Reducing energy consumption is not a new idea, and few will argue that it does not make sense from an economic and environmental point of view, but in recent years little has been done to truly change the amount people use in the comfort of their own home.
The current and previous governments were both keen to highlight the effect that excessive energy usage would have on future generations, while introducing energy ratings for homes that have a direct impact on house prices has helped industry and consumers alike to boost their understanding of energy usage.
However, as far as the everyday monitoring of energy has been concerned, few ideas have really taken off.
British Gas was one of the organisations to introduce software that allows consumers to monitor aspects of their home such as central heating, but a truly comprehensive offering has not been developed – until recently.
Experts at Southampton University led by Professor Nick Jennings are working on a new way of monitoring energy usage on a real-time basis that can provide the most comprehensive means yet of understating the impact homeowners are having on the environment and what they are spending.
It is also a two-way process, with the technology advising people about additional measures they can take to improve their energy efficiency and ultimately lower their impact on the environment while simultaneously reducing their energy bills. The hope is that it will help people to adjust their habits so they are only using exactly what they need.
The new software is being trialed on students at the university, who have workstations equipped with energy-sapping technology that is connected to a central database displaying the amount of power that each person uses.
Video courtesy of BBC.co.uk
The idea is that a league table of sorts is produced that names and shame people depending on how much energy (unnecessary or otherwise) they are using.
It is designed to expand on current energy-monitoring technology by analysing the energy use of every single device in a house.
People are then advised on how to run and use them more efficiently or, where appropriate, recommend a new device entirely.
In the case of a washing machine that is not cheap to replace, homeowners will be advised about how much it costs to run, which will be then juxtaposed with the projected costs of a new washing machine and how long it would take householders to recoup the differential if they were to buy one.
Speaking to the BBC, Professor Jennings said the technology can change the way people live, but it will be depend on the government proceeding with a national ‘smart grid’ network that provides both electricity and two-way communications technology.
The concept would see both utilities and the public being able to monitor and remotely adjust the millions of devices across the UK that utilise its power.
The technology – which has this week been discussed at the Smart Metering Forum in London – could also be adjusted to minimise energy at peak times and lessen the strain on resources.
“The software will learn your energy profile over time,” Professor Jennings explained.

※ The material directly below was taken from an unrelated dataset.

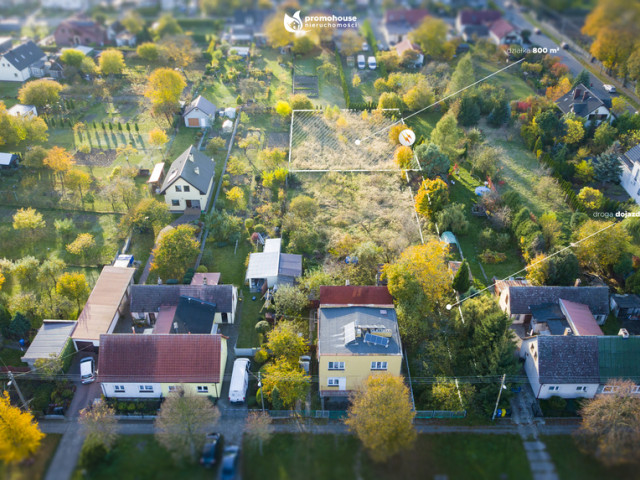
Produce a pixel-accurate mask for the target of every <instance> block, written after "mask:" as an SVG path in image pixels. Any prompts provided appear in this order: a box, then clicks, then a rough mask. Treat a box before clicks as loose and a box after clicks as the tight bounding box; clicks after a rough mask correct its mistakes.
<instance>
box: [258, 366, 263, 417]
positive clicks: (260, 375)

“People are not interested in spending lots of time investigating their energy usage, even though it is such a big bill, so it makes sense to let machines automate some of the process.”
Though the technology would undoubtedly be beneficial, the idea of a national network has been questioned by some, including Ross Anderson, a Cambridge computer science professor and chair of the Foundation for Information Policy Research.
As well as arguing that a smart grid could present a “strategic vulnerability” in the case of a terrorist attack, he claimed that smart energy software fails to change people’s behaviour.
The most effective means would be to exert extreme social pressure, which would effectively shame people into curbing their energy use.
This “pervasive surveillance structure” would be akin to a hall of shame for people – similar to the trials Professor Jennings is running at Southampton University.
Whether this approach would be successful remains to be seen, but one thing is clear – work is being done to address the problem of energy waste.